During the pre-order traversal, each node can be processed independently as long as all nodes between it and the root have already been processed. After processing, each node needs to pass a tuple (specifically, two floats) to each of its children. On the post-order traversal, each node can be processed independently as long as all of it's subtrees (if any) have already been processed. After processing, each node needs to pass a single float to its parent.

The structure of the trees is static and unchanged during the algorithm. However, during the course of the downward traversal, if the two floats being passed both become zero, the entire subtree under this node does not need to be processed, and the upwards traversal for this node can begin. (The subtree must be preserved, because the passed floats on subsequent iterations may become non-zero at this node and traversals would resume).

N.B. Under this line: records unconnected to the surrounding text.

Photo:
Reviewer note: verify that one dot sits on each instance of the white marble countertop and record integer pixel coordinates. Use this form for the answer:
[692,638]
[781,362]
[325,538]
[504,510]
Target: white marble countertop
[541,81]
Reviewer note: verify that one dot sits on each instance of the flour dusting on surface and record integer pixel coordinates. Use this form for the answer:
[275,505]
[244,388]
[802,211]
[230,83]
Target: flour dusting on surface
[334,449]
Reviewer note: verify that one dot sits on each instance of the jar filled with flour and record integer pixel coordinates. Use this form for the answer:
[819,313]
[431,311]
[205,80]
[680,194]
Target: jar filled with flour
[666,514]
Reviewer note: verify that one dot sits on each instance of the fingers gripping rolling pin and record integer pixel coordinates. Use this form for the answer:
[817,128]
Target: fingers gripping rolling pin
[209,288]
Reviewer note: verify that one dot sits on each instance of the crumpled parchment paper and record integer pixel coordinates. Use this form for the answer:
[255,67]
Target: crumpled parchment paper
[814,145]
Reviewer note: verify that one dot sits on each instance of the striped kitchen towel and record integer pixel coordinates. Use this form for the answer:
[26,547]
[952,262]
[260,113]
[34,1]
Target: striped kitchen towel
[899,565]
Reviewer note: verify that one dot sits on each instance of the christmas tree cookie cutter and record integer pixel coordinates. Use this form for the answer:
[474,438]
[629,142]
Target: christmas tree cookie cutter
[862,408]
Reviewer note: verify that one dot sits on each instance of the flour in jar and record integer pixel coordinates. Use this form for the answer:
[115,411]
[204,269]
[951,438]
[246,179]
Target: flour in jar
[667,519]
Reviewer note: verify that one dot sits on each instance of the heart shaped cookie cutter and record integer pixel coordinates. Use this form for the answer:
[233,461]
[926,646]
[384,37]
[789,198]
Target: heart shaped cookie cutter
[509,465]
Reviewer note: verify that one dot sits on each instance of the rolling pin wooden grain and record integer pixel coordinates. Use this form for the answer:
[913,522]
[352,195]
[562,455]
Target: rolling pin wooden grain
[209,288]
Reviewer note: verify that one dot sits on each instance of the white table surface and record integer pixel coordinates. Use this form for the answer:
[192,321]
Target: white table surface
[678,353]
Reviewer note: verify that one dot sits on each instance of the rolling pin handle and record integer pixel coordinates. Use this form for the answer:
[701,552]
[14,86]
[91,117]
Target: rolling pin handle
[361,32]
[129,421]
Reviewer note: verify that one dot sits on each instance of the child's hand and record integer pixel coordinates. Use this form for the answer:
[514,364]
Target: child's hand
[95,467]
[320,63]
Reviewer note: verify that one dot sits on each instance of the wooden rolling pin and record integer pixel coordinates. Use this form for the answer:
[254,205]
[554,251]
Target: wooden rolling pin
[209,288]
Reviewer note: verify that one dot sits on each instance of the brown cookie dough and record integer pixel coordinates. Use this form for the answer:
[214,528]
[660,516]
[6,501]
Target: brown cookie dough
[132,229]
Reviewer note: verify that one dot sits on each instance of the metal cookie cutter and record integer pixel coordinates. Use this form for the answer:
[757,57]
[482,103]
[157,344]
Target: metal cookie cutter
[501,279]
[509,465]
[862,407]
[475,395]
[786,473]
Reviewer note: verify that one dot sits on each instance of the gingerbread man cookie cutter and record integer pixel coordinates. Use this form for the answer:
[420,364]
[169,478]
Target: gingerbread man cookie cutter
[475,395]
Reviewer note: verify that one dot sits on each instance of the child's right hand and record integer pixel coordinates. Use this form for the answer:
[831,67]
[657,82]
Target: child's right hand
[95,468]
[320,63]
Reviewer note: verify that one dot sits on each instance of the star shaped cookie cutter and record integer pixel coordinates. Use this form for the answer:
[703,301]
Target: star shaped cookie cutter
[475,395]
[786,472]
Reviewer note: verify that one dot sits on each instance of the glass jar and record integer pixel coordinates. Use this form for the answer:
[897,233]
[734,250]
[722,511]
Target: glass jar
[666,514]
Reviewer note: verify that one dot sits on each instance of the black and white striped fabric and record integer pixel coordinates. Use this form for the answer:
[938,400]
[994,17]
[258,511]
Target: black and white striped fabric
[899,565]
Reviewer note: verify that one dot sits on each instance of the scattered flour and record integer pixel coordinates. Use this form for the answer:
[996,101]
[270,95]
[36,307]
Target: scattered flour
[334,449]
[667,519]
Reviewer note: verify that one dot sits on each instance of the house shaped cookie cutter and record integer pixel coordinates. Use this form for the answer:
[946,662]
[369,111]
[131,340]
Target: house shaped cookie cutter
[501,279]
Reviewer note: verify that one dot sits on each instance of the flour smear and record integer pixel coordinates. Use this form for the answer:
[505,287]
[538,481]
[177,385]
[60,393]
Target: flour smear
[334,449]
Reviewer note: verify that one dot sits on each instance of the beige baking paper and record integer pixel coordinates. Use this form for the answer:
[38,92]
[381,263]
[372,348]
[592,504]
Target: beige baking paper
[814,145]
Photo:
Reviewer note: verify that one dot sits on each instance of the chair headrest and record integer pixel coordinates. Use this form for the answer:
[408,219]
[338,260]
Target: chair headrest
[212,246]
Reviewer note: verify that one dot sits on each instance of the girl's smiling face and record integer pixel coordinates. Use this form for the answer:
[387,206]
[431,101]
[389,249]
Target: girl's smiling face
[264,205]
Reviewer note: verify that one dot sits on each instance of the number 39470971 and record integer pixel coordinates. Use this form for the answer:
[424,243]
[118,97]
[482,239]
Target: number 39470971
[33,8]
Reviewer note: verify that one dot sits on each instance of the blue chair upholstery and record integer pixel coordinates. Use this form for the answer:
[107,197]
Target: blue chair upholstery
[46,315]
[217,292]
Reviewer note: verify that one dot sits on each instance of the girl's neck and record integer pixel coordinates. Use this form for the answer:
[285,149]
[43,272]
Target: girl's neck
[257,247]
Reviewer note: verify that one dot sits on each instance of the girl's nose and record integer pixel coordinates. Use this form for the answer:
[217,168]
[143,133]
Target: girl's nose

The intensity of computation at each node is the same across the tree. The computation at each node is trivial: Just a few sums and multiply/divides on a list of numbers with length equal to the number of children at the node.

The trees being processed are unbalanced: a typical node would have 2 leaves plus 0-6 additional child nodes. So, simply partitioning the tree into a set of relatively balanced subtrees is non-obvious (to me). Further, the trees are designed to consume all available RAM: the bigger tree that I can process, the better.

My serial implementation attains on the order of 1000 iterations per second on just my little test trees; with the "real" trees, I expect it might slow by an order of magnitude (or more?). Given that the algorithm requires at least 100 million iterations (possibly up to a billion) to reach an acceptable result, I'd like to parallelize the algorithm to take advantage of multiple cores. I have zero experience with parallel programming.

What is the recommended pattern for parallelization given the nature of my algorithm?

+1  A: 

The usual method is to use some kind of depth-first work-splitting. You start with a number of workers waiting on an idle queue, and one worker starting a traversal at the root. A worker with work traverses depth first, and whenever it is at a node with more than one child left to be done, it checks the idle worker queue and, if that's not empty, farms off a subtree (child) to another worker. There's some complication handling the joining when a worker finishes a subtree, but in general this can work well for a variety of tree structures (balanced or unbalanced)

Chris Dodd
The usual method demands that every programmer asking for parallel speedup work directly with two of the hardest-to-use constructs in the catalog, threads and shared data structures. It would also require jumping through excessive hoops as soon as the programmer wants to extend the parallelism beyond a single shared-memory machine.
Novelocrat
+1  A: 

Try to rewrite your algorithm to be composed of pure functions. That means that every piece of code is essentially a (small) static function with no dependence on global variables or static variables, and that all data is treated as immutable--- changes are only made to copies--- and all functions only manipulate state (in a loose sense of the word "manipulate") by returning (new) data.

If every function is referentially transparent--- it only depends on its input (and no hidden state) to compute its output, and every function call with the same input always yields the same output--- then you are in a good position to parallelize the algorithm: since your code never mutates global variables (or files, servers, etc.) the work a function does can be safely repeated (to recompute the function's result) or completely ignored (no future code depends on this function's side effects, so skipping a call completely won't break anything). Then when you run your suite of functions (for example on some implementation of MapReduce, hadoop, etc.) the chain of functions will cause a magical cascade of dependencies based solely on the output of one function and the input of another function, and WHAT you are trying to compute (via pure functions) will be completely separate from the ORDER in which you are trying to compute it (a question answered by the implementation of a scheduler for a framework like MapReduce).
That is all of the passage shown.